Quattro anni passano in fretta e Recep Tayyip Erdogan ne è pienamente consapevole. Per questa ragione, al pari dello schema turco andato in scena in Libia, ha già progettato azioni e obiettivi da raggiungere in Siria. Tra le altre cose lo ha annunciato anche il leader della nuova amministrazione di Damasco, Ahmed Al-Sharaa, immaginando un cronoprogramma che conduca il Paese fino a nuove elezioni e alla Costituzione. Ma in attesa della cosiddetta Conferenza di dialogo nazionale, ecco che un peso specifico rilevante è incarnato dalla cosiddetta fase due a cui Ankara sta lavorando con la dottrina Fidan in evidenza (con l’Ue alla finestra).

Qui Ankara

Una delegazione del ministero turco dell’Energia è stata a Damasco con l’obiettivo di identificare le esigenze siriane in termini di infrastrutture ed elettricità dopo la caduta del regime di Bashar al Assad. Prima della ricostruzione, però, c’è da gettare le basi della quotidianità, così come fatto a Tripoli dalla squadra di Erdogan, in cui spicca un nome su tutti, come quello del ministro degli esteri Hakan Fidan. Ieri in Libia (con un altro ruolo) e oggi a Damasco, ma il cliché non cambia: Fidan ritiene che la raccolta di informazioni possa influenzare in modo silenzioso, invisibile ma decisivo le decisioni in politica estera.

Inoltre è figlio di un curdo, mentre sua madre è di Denizli, una città vicino alla costa dell’Asia Minore: una famiglia che lo ha portato a capire curdi, turchi, orientali ed europei (e, in prospettiva, l’idea che possa ereditare il potere erdoganiano). Poche ore fa ne ha discusso al telefono con il segretario di Stato americano Antony Blinken, mettendo l’accento su un punto che per la Turchia è centrale: il gruppo terroristico PKK/YPG non dovrà trovare rifugio in Siria. Fidan ha assicurato a Blinken di lavorare su una priorità come quella di garantire la stabilità in Siria e completare in modo ordinato il periodo di transizione.

Qui Damasco

Princìpi che andranno tarati con la realtà dei gruppi presenti sul territorio siriano. Il leader di HTS ha recentemente detto che sono in corso trattative con le Syrian Democratic Forces a guida curda nella Siria nord-orientale e spera che le loro forze armate si integrino con le agenzie di sicurezza siriane.

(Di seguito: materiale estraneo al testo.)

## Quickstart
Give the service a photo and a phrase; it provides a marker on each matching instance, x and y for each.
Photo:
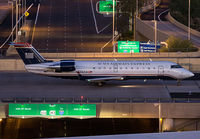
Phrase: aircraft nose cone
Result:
(190, 74)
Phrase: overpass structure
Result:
(171, 116)
(165, 28)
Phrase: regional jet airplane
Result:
(98, 71)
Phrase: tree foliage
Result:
(178, 45)
(179, 10)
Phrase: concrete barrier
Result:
(148, 31)
(191, 64)
(182, 26)
(120, 55)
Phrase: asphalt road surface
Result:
(164, 25)
(16, 85)
(72, 26)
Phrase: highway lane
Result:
(69, 26)
(173, 30)
(165, 26)
(22, 84)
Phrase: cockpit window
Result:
(175, 66)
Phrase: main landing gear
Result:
(98, 83)
(178, 82)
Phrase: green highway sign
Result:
(106, 6)
(42, 110)
(128, 46)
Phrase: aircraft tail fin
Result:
(28, 53)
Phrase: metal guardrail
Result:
(100, 100)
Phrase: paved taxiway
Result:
(23, 84)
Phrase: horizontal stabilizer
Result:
(105, 79)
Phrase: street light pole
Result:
(16, 20)
(155, 25)
(113, 26)
(11, 2)
(189, 21)
(137, 6)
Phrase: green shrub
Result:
(178, 45)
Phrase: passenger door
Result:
(160, 70)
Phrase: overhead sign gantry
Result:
(52, 110)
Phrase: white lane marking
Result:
(161, 14)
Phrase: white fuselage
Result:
(95, 69)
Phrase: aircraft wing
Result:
(105, 79)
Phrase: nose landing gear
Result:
(178, 82)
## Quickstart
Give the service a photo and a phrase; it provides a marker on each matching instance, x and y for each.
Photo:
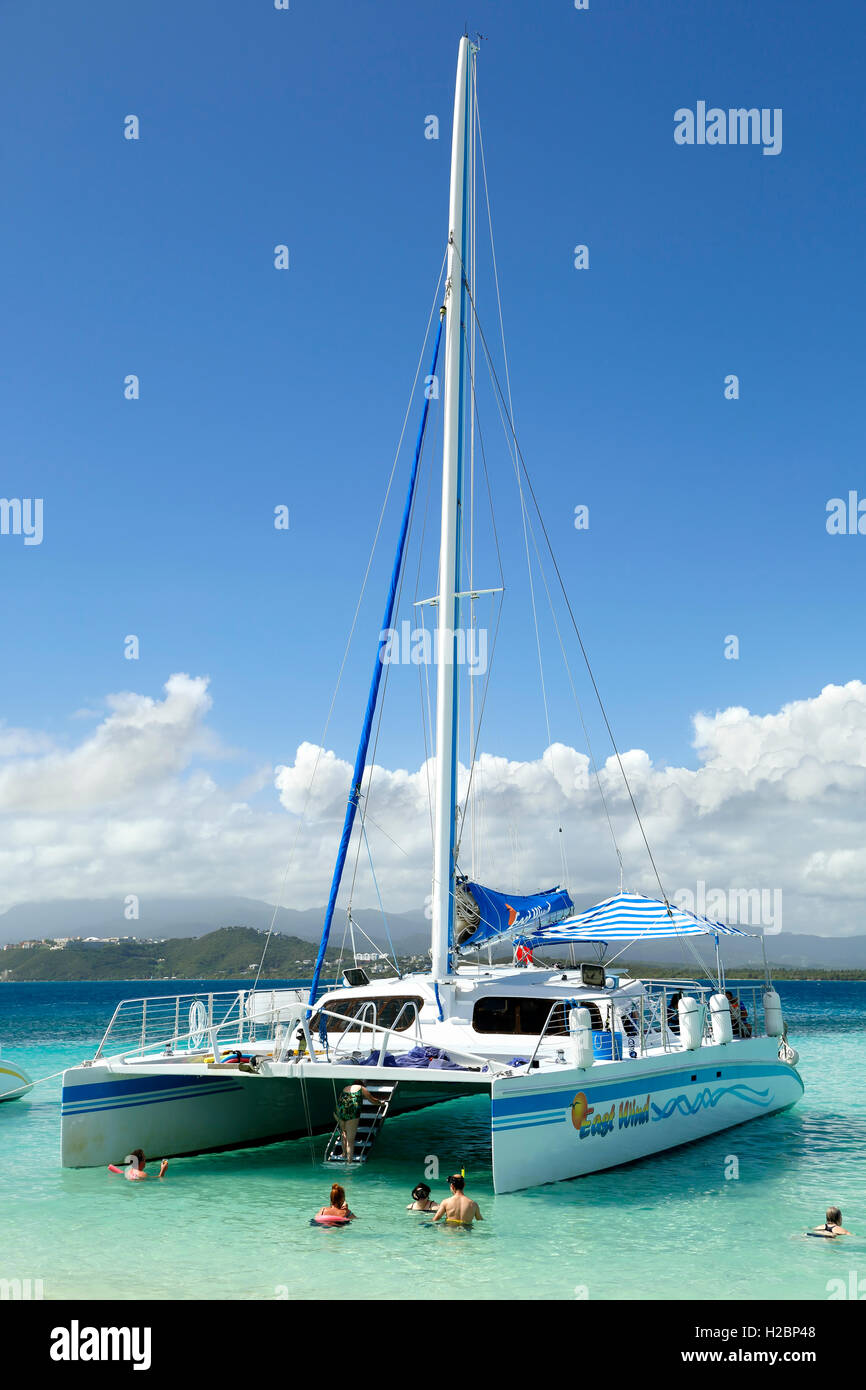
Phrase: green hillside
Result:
(231, 952)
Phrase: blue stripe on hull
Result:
(146, 1090)
(523, 1108)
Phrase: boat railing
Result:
(648, 1020)
(367, 1015)
(658, 1022)
(385, 1030)
(168, 1020)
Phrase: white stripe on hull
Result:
(583, 1122)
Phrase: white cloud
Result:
(776, 802)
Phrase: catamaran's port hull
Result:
(548, 1127)
(107, 1112)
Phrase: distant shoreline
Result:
(783, 976)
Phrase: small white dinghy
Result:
(14, 1082)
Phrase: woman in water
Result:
(420, 1200)
(831, 1228)
(338, 1207)
(135, 1166)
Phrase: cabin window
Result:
(528, 1016)
(392, 1011)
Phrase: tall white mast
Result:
(452, 449)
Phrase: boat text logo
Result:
(410, 645)
(737, 125)
(588, 1121)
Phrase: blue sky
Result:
(262, 387)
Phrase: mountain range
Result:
(193, 916)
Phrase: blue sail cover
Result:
(505, 913)
(630, 918)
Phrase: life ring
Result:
(198, 1023)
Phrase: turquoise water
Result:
(237, 1225)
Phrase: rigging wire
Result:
(584, 653)
(357, 608)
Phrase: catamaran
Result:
(581, 1065)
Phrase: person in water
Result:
(338, 1205)
(348, 1114)
(420, 1200)
(135, 1166)
(458, 1209)
(831, 1228)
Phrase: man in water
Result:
(135, 1166)
(458, 1209)
(833, 1226)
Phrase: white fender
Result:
(773, 1020)
(720, 1015)
(580, 1037)
(691, 1022)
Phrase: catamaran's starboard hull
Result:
(106, 1114)
(584, 1121)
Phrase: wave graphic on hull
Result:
(708, 1100)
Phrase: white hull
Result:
(549, 1125)
(107, 1111)
(585, 1121)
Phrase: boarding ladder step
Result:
(370, 1123)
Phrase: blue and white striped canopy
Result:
(631, 918)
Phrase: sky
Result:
(185, 767)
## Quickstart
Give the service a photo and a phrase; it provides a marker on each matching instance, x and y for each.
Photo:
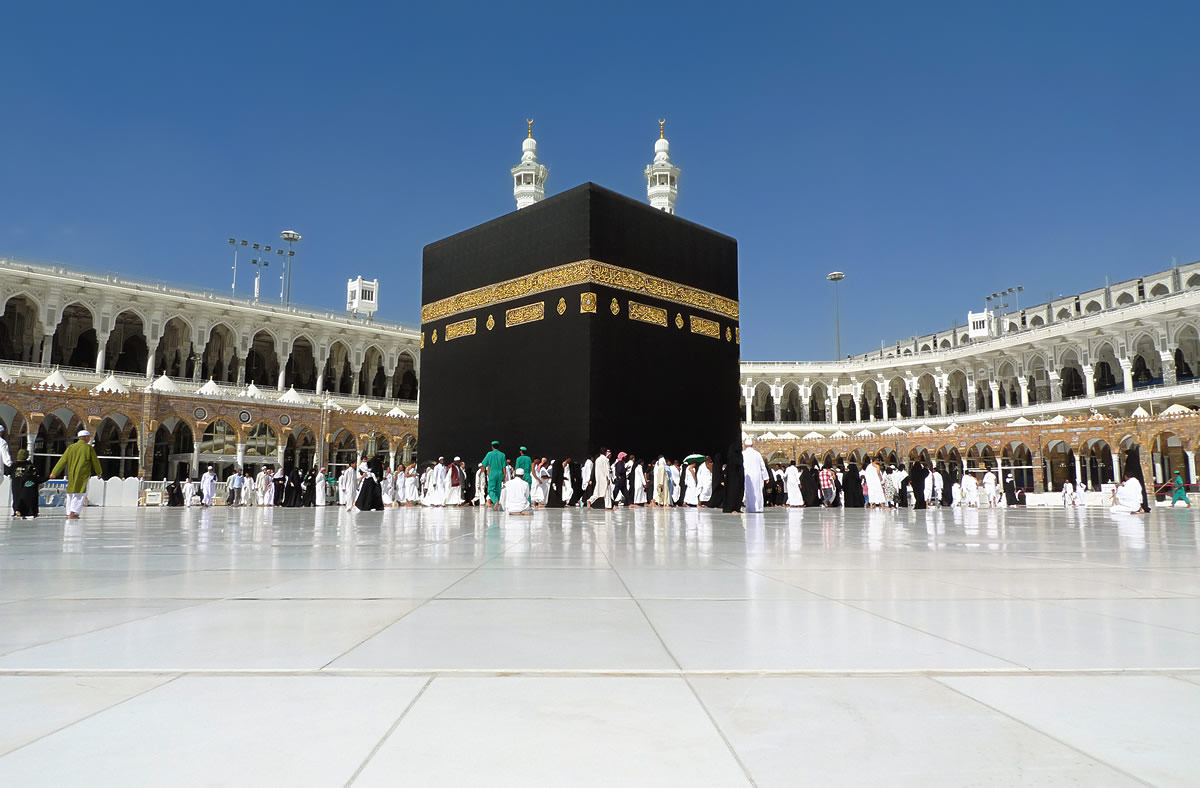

Non va dimenticato che il gruppo curdo è l’alleato chiave di Washington in Siria, dove è fortemente coinvolto nel colpire le cellule dormienti di Daesh. Inoltre il tutto va legato alle nuove idee di Mosca su Assad, che il ministro degli Esteri Sergei Lavrov ha definito incompetente, in quanto non è riuscito a risolvere i mali sociali del Paese. Pezzi di un puzzle che provano ad incastrarsi con ancora la Turchia sullo sfondo, molto interessata anche a essere parte attiva negli sforzi anti-Isis (così da apparire appetibile agli occhi di Donald Trump) ma promuovendo al contempo i propri interessi regionali. Erdogan inoltre usa la possibile pax siriana per accreditarsi ancora di più alla corte Ue.

Nel frattempo proseguono i rimpatri in Siria: sono circa 31mila i cittadini siriani rientrati nel loro Paese dalla Turchia dalla cacciata di Bashar Al Assad, come annunciato dal ministro dell’Interno turco. Per questa ragione Ankara aprirà un ufficio per la gestione della migrazione ad Aleppo, da dove proviene la maggior parte dei rifugiati che vive in Turchia.

Occhi sul gas

Ma non è tutto, perché la Turchia punta ad aumentare la produzione di petrolio e gas naturale in Siria. Secondo il ministro dell’Energia turco Alparslan Bayraktar, il governo di Ankara sta valutando l’uso del petrolio greggio e del gas naturale per la ricostruzione della Siria. “Abbiamo in programma di dire alle nostre controparti come possiamo dare un contributo in tal senso. Il nostro obiettivo è sviluppare questi progetti”.